The gist: Earlier this year, we posted about a new test that could reduce the need for multiple biopsies to accurately diagnose men with prostate cancer. Now, the company that makes the test, called ConfirmMDx, reports that the results of the test for a given patient strongly correlate with already-established measurements, such as Gleason Score (GS). This supports the use of the test to help diagnose and determine the severity of prostate cancer.

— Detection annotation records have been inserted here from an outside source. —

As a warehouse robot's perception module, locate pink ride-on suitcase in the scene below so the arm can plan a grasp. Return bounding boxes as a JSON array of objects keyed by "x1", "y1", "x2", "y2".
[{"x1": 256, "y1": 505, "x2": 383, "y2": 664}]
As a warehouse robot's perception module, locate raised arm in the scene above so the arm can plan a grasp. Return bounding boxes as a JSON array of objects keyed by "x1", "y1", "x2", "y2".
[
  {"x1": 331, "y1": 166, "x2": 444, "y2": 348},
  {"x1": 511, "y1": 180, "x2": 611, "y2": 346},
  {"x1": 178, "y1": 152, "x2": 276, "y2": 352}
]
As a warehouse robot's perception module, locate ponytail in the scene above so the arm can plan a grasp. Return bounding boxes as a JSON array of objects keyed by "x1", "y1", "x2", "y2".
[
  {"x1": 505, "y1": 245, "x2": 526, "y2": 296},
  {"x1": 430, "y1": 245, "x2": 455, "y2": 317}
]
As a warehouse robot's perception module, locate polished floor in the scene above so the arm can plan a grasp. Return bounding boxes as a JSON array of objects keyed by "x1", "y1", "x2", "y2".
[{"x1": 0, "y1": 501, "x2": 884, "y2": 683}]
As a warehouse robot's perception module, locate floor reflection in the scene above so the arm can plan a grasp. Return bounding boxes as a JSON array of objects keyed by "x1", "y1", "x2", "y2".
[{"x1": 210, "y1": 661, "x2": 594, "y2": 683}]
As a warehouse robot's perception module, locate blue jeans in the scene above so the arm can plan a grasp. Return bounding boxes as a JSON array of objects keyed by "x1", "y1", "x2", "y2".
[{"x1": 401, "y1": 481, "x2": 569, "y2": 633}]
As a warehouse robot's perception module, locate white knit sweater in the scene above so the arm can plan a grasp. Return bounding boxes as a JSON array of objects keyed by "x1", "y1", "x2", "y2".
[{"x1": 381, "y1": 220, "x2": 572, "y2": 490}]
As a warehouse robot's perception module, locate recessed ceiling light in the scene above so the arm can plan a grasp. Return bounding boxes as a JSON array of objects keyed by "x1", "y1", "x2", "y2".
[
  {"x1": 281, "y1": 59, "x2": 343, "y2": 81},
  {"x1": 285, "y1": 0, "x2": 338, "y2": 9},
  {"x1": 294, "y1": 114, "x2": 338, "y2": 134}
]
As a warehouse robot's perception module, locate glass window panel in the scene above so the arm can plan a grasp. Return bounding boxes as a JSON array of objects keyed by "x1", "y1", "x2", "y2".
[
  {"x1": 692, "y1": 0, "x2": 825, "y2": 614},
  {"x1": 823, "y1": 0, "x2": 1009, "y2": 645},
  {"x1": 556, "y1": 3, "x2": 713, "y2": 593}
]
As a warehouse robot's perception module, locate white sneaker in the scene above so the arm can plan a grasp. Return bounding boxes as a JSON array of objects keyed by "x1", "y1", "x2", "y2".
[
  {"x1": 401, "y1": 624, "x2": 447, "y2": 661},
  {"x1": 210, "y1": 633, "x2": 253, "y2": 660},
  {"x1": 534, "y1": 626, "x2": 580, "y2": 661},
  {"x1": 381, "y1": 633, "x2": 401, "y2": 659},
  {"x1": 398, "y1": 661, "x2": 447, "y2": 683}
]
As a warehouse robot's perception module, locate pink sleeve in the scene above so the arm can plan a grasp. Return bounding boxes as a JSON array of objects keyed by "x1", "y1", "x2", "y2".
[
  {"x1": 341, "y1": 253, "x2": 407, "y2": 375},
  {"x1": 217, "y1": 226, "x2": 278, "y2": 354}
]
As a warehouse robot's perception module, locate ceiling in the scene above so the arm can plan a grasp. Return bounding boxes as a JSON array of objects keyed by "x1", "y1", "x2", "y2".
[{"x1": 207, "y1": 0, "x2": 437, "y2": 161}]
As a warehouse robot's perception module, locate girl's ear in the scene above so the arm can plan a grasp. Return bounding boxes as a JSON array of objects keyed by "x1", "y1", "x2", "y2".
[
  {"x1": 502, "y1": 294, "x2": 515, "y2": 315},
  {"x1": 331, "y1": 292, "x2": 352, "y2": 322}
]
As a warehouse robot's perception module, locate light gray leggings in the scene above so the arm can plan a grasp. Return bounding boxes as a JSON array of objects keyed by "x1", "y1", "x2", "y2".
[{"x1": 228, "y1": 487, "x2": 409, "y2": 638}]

“MDxHealth SA (NYSE Euronext: MDXH), a leading molecular diagnostic company that develops and commercializes epigenetic tests to improve the diagnosis and treatment of cancer patients, today announced positive data from an important study confirming the ability of the ConfirmMDx® genes to identify prostate cancer (PCa) aggressiveness in diagnostic biopsies. The data, presented at the European Association of Urology, Section Urological Research (ESUR) meeting in Glasgow, UK (October 9-11, 2014), confirmed that the epigenetic profile of ConfirmMDx genes generated by the test is strongly correlated with established risk stratification metrics, such as Gleason Score (GS) and the NCCN (National Comprehensive Cancer Network) risk categories.

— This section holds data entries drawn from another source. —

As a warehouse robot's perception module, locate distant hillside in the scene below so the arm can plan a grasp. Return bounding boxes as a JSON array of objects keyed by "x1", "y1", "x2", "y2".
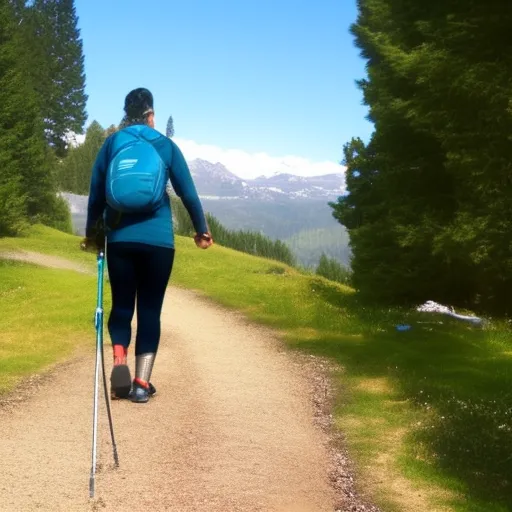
[
  {"x1": 59, "y1": 160, "x2": 348, "y2": 266},
  {"x1": 283, "y1": 224, "x2": 350, "y2": 268}
]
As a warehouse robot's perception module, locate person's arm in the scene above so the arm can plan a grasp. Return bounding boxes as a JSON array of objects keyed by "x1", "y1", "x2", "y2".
[
  {"x1": 85, "y1": 137, "x2": 110, "y2": 238},
  {"x1": 169, "y1": 140, "x2": 210, "y2": 236}
]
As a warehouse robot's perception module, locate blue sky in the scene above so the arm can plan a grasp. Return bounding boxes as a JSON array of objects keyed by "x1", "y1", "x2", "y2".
[{"x1": 75, "y1": 0, "x2": 372, "y2": 177}]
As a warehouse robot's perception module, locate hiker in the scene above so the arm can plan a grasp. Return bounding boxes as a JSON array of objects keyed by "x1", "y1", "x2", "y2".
[{"x1": 82, "y1": 88, "x2": 213, "y2": 403}]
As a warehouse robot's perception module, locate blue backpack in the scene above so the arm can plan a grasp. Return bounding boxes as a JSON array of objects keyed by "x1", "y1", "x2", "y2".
[{"x1": 105, "y1": 129, "x2": 168, "y2": 213}]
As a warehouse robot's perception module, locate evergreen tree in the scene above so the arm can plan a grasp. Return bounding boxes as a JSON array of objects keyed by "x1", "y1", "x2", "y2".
[
  {"x1": 25, "y1": 0, "x2": 87, "y2": 156},
  {"x1": 331, "y1": 0, "x2": 512, "y2": 310},
  {"x1": 58, "y1": 121, "x2": 107, "y2": 195},
  {"x1": 0, "y1": 0, "x2": 30, "y2": 236}
]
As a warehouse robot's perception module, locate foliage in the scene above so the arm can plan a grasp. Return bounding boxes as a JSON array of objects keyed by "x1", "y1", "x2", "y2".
[
  {"x1": 316, "y1": 254, "x2": 350, "y2": 285},
  {"x1": 20, "y1": 0, "x2": 87, "y2": 156},
  {"x1": 57, "y1": 121, "x2": 106, "y2": 195},
  {"x1": 171, "y1": 194, "x2": 295, "y2": 265},
  {"x1": 331, "y1": 0, "x2": 512, "y2": 312}
]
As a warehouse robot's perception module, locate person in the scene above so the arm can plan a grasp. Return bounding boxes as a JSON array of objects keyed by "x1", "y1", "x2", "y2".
[{"x1": 82, "y1": 88, "x2": 213, "y2": 403}]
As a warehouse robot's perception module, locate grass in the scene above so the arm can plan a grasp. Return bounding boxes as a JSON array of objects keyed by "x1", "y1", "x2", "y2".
[
  {"x1": 0, "y1": 259, "x2": 105, "y2": 394},
  {"x1": 0, "y1": 228, "x2": 512, "y2": 512}
]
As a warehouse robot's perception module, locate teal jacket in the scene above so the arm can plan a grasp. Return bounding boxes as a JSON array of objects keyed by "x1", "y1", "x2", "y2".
[{"x1": 85, "y1": 125, "x2": 208, "y2": 248}]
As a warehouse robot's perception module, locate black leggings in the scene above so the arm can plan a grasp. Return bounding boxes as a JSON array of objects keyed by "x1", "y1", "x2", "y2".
[{"x1": 107, "y1": 242, "x2": 174, "y2": 355}]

” ‘These data demonstrate that ConfirmMDx for Prostate Cancer not only provides important diagnostic information to help guide the decision on repeat biopsy, but that the genes may also deliver significant prognostic value, potentially determining whether a man has an aggressive or non-aggressive form of prostate cancer,’ noted Sandra M. Gaston PhD, Director of Urological Research at New England Baptist Hospital and Director of the Molecular Biomarkers Research Laboratory in the Department of Pathology and Laboratory Medicine at Tufts Medical Center in Boston Massachusetts. ‘This study suggests that the epigenetic markers used in the ConfirmMDx test could have an expanded role in stratifying prostate biopsy patients by providing information that cannot be obtained from the histological examination of the tissue. The current ConfirmMDx test is highly sensitive for DNA hypermethylation of GSTP1, APC and RASSF1 in the tissue surrounding a prostate cancer. For men who have a histological diagnosis of “no cancer,” a negative result with the current ConfirmMDx test predicts that a subsequent biopsy will also be negative, identifying the majority of men who may avoid repeat biopsy. In this study, we found that hypermethylation of these markers is more intense in the tissue surrounding high grade prostate cancer potentially providing additional insights into the clinical significance of a potential undetected prostate cancer on methylation-positive patients.’ “
“More than one million prostate biopsies are performed each year in the U.S. alone, including many repeat biopsies for fear of cancer missed. Therefore there is a need to develop diagnostic tests that will help avoid unnecessary repeat biopsies. Two independent trials have now validated the performance of an epigenetic test that could provide physicians with a better tool to help eliminate unnecessary repeat prostate biopsies, report investigators in The Journal of Urology.
“In the previously reported independent MATLOC (Methylation Analysis To Locate Occult Cancer) trial, a multiplex epigenetic assay (ConfirmMDx for Prostate Cancer) profiling the APC, GSTP1 and RASSF1 genes demonstrated a negative predictive value of 90%. GSTP1 methylation is a specific biomarker for (prostate) cancer and this gene is methylated in up to 90% of prostate cancer cases. Additionally, APC and RASSF1 are important field effect markers and increase the diagnostic sensitivity of the assay.
“A second multicenter study, DOCUMENT (Detection Of Cancer Using Methylated Events in Negative Tissue), has validated the performance of the epigenetic assay used in the MATLOC trial as an independent predictor of prostate cancer risk to guide decision making for repeat biopsy. In the DOCUMENT study patients with a negative biopsy were evaluated to identify those at low risk for harboring cancer missed, through biopsy sampling error, who could forego an unnecessary repeat biopsy. The validation study resulted in a negative predictive value of 88%.”